NAME
subst - Greple module for text search and substitution
VERSION
Version 2.37
SYNOPSIS
greple -Msubst --dict dictionary [ options ]
Dictionary:
--dict dictionary file
--dictdata dictionary data
--dictpair dictionary entry pair
Check:
--check=[ng,ok,any,outstand,all,none]
--select=N
--linefold
--stat
--with-stat
--stat-style=[default,dict]
--stat-item={match,expect,number,ok,ng,dict}=[0,1]
--subst
--[no-]warn-overlap
--[no-]warn-include
File Update:
--diff
--diffcmd command
--create
--replace
--overwrite
DESCRIPTION
This greple module supports check and substitution of text files based on dictionary data.

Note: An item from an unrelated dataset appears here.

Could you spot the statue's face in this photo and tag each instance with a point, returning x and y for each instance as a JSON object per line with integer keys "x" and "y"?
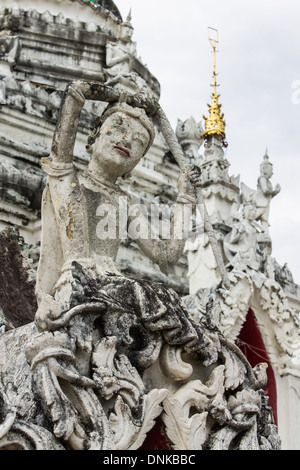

Dictionary file is given by --dict option and each line contains matching pattern and expected string pairs.
greple -Msubst --dict DICT
If the dictionary file contains following data:
colou?r color
cent(er|re) center
above command finds the first pattern which does not match the second string, that is "colour" and "centre" in this case.
In practice, the last two elements of a space-separated string are treated as a pattern and a replacement string, respectively.
Dictionary data can also be written separated by // as follows:
colou?r // color
cent(er|re) // center
There must be spaces before and after the //. In this format, strings before and after it are treated as a pattern and replacement string, rather than last two element. Leading spaces and spaces before and after // are ignored, but all other whitespace is valid.
You can use same file by greple's -f option and string after // is ignored as a comment in that case.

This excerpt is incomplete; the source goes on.